Wird das Arbeitsverhältnis beendet bevor der Arbeitnehmer den ihm zustehenden Urlaub nehmen konnte, hat der Arbeitnehmer stattdessen einen Abgeltungsanspruch.
 
Nach der bisherigen ständigen Restsprechung des Bundesarbeitsgerichts war Voraussetzung des Urlaubsabgeltungsanspruch jedoch, dass der Urlaubsanspruch erfüllbar war und das war er gerade nicht, wenn der Arbeitnehmer arbeitsunfähig erkrankte.
 
Nach bisheriger höchstrichterlicher Rechtssprechung war daher ein Urlaubsanspruch bzw. der entsprechende Abgeltungsanspruch erloschen, wenn der Arbeitnehmer bis zum Jahresende bzw. bis zum Übertragungszeitraum bis zum 31.03 erkrankt war und den Urlaub bis zu diesem Zeitpunkt nicht nehmen konnte.
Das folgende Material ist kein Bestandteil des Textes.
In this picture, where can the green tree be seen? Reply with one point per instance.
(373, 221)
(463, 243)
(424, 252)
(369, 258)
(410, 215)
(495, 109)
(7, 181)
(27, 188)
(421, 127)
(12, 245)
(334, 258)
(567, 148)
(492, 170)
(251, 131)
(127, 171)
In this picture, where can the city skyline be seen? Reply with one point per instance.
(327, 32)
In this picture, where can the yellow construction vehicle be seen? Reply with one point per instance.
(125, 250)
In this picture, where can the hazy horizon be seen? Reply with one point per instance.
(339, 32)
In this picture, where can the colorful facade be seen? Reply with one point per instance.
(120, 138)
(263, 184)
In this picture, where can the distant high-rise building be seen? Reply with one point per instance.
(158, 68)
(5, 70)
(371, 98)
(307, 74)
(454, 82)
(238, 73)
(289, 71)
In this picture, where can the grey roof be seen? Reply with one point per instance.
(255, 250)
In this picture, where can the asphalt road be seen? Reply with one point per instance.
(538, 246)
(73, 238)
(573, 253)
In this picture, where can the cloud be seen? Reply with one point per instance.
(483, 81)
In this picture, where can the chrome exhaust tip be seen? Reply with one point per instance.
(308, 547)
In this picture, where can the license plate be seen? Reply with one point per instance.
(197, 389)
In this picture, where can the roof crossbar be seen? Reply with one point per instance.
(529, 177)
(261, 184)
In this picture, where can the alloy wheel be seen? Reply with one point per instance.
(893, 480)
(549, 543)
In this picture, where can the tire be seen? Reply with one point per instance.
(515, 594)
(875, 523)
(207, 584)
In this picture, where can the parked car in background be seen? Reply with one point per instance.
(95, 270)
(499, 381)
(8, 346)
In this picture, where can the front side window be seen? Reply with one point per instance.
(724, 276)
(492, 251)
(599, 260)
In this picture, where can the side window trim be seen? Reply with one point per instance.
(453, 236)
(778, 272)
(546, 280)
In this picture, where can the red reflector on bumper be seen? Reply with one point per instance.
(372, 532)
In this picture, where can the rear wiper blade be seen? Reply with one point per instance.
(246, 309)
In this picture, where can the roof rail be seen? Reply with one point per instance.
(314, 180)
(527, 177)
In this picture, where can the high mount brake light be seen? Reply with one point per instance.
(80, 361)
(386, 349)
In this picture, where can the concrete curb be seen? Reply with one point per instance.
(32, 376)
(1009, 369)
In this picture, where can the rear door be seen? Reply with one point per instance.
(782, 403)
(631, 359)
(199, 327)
Der Arbeitgeber war in diesem Fall folglich nicht zum finanziellen Ausgleich des Jahresurlaubs verpflichtet.
 
Das Landesarbeitsgericht Düsseldorf wollte der ständigen Rechtssprechung des Bundesarbeitsgerichts nicht folgen und hat daher diese Frage dem Europäischen Gerichtshof zur Beantwortung vorgelegt.
 
Der Gerichtshof der Europäischen Gemeinschaft kam in seiner Entscheidung vom 20.01.2009 zu dem Ergebnis, dass die Auslegung des deutschen Urlaubsrechts durch die deutschen Gerichte gegen europäisches Recht verstößt.
 
Nach der Entscheidung des Europäischen Gerichtshofs darf der Anspruch auf den gesetzlichen bezahlten Jahresurlaub bei Ablauf des Kalenderjahres bzw. dem im deutschen Recht festgelegten Übertragungszeitraum von 3 Monaten zum 31.03. nicht erlöschen, wenn der Arbeitnehmer krank war und die Erkrankung bis zum Ende des Arbeitsverhältnis angehalten hat.
 
Das deutsche Recht ist daher europarechtskonform dergestalt auszulegen, dass ein Arbeitnehmer auch bei Beendigung des Arbeitsverhältnis seinen gesetzlichen Urlaubsabgeltungsanspruch behält, auch wenn er den Urlaub aufgrund einer Erkrankung bis zum Ende des Arbeitsverhältnisses nicht ausüben konnte (Urteil des LAG Düsseldorf vom 02.02.2009, Az. 12 Sa 486/06).
 
Auf die Entscheidung des Europäischen Gerichtshofs hat nun auch umgehend das Bundesarbeitsgericht reagiert und in seinem Urteil vom 24.03.2009, Az: 9 AZR 983/07 klargestellt, dass das Gericht nicht mehr an seiner alten Rechtssprechung festhält. Das Bundesarbeitsgericht bestätigt ebenfalls die europarechtskonforme Fortbildung des § 7 III, IV Bundesurlaubsgesetz (BUrlG) und führt aus, dass gesetzliche Urlaubsansprüche, die ein Arbeitnehmer aufgrund von Krankheit bis zum Ende des Jahres oder des Übertragungszeitraumes nicht nehmen konnte, nicht erlöschen.
 
Eine weitere aktuelle Entscheidung des Bundesarbeitsgerichts (Urteil vom 23.03.2010, Az. 9 AZR 128/09) stellt klar, dass auch der Schwerbehindertenzusatzurlaub das rechtliche Schicksal des gesetzlichen Mindesturlaubs teilt und bei Erkrankung bis zum Ende des Arbeitsverhältnis abgegolten werden muss. Der über den gesetzlichen Urlaub hinausgehende in einem Tarifvertrag festgelegte Urlaubsanspruch erlischt jedoch, wenn die Tarifvertragsparteien eine entsprechende Regelung treffen.